Y todo ello ¿por qué? ¿Será tal vez que patriotismo es patrimonio exclusivo del pensamiento conservador o –aun peor– de la clase burguesa, y que por contra – como escribiera Marx en El Manifiesto Comunista– «Los obreros no tienen patria», y el deber de todo buen progresista es aborrecerla? Lo ignoro… pero lo que la memoria me trae a la mente es que ya en 1812 la Constitución de Cádiz, la más liberal de su tiempo, y la que durante décadas sirvió de icono del progresismo español, declaró en su artículo seis que “El amor de la Patria es una de las principales obligaciones de todos los españoles». Y lo que mis sentidos me hacen percibir a diario, es que son solo las elites –las económicas, que mueven sus capitales entre Zurich y Dubai; las intelectuales, que reciben óscares en Hollywood y Palmas en Cannes; las políticas que viven entre Madrid y Bruselas– las que pueden permitirse el lujo del cosmopolitismo. Y son solo los aldeanos encantados de haberse conocido pero temerosos del mundo, que no solo no
aspiran a salir de su villorrio sino para visitar el vecino, sino que se regocijan con que el suyo sea un “país petit”, los que pueden permitirse el despropósito de quedarse sin una patria grande.

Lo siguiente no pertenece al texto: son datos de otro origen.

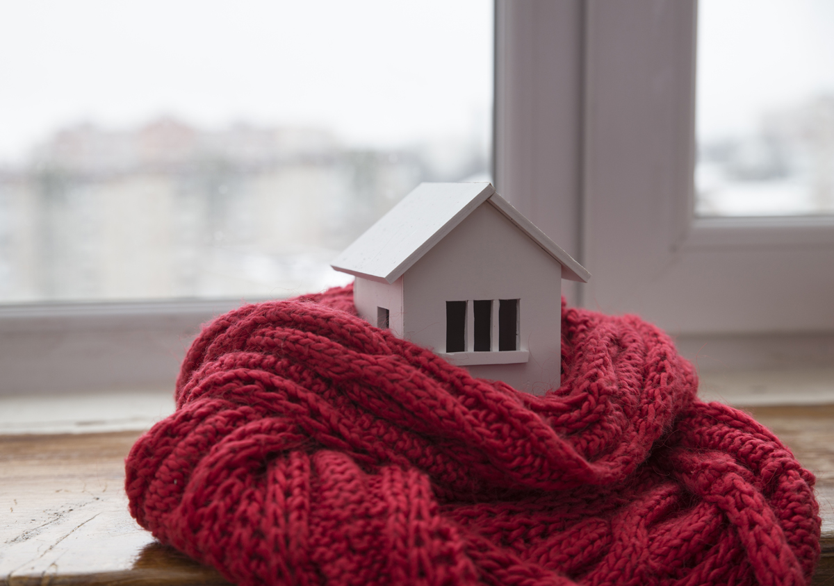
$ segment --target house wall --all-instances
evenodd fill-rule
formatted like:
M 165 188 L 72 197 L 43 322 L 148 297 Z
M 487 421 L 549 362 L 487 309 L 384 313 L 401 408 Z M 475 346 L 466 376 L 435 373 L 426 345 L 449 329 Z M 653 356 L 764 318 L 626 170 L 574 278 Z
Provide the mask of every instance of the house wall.
M 389 310 L 389 326 L 403 337 L 403 278 L 391 284 L 357 277 L 354 283 L 354 303 L 359 317 L 376 325 L 377 308 Z
M 561 265 L 491 204 L 475 210 L 402 278 L 405 337 L 438 353 L 445 351 L 446 301 L 520 299 L 528 362 L 466 368 L 536 394 L 559 386 Z

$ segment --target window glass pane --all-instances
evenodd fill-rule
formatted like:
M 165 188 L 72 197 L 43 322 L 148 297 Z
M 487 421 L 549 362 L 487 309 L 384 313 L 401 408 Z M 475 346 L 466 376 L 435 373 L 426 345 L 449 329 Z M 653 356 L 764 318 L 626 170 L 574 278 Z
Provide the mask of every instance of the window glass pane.
M 699 216 L 834 213 L 834 3 L 701 0 Z
M 283 297 L 488 180 L 489 0 L 0 8 L 0 303 Z

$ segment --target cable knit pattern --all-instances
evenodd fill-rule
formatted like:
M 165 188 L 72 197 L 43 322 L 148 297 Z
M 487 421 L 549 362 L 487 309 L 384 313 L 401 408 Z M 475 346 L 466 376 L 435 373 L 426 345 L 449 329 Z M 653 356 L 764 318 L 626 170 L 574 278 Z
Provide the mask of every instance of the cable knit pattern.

Para todos los demás, los que cada mañana suben la persiana del negocio que heredaron de sus padres y cada noche sacan cuentas de cómo fue la jornada pensando en un futuro mejor para sus hijos, poder confiar con un proyecto sugestivo de vida en común –que diría Ortega– es la mejor garantía de futuro que podrían imaginar. De modo que no: no nos dejemos disuadir por esa izquierda que en aras de no se sabe bien qué valores se avergüenza de sus raíces y de su identidad, y no dejemos de repetir, como dijera otro coetáneo –y ávido lector– de Ortega, que “ser español es una de las pocas cosas serias que se puede ser en el mundo”.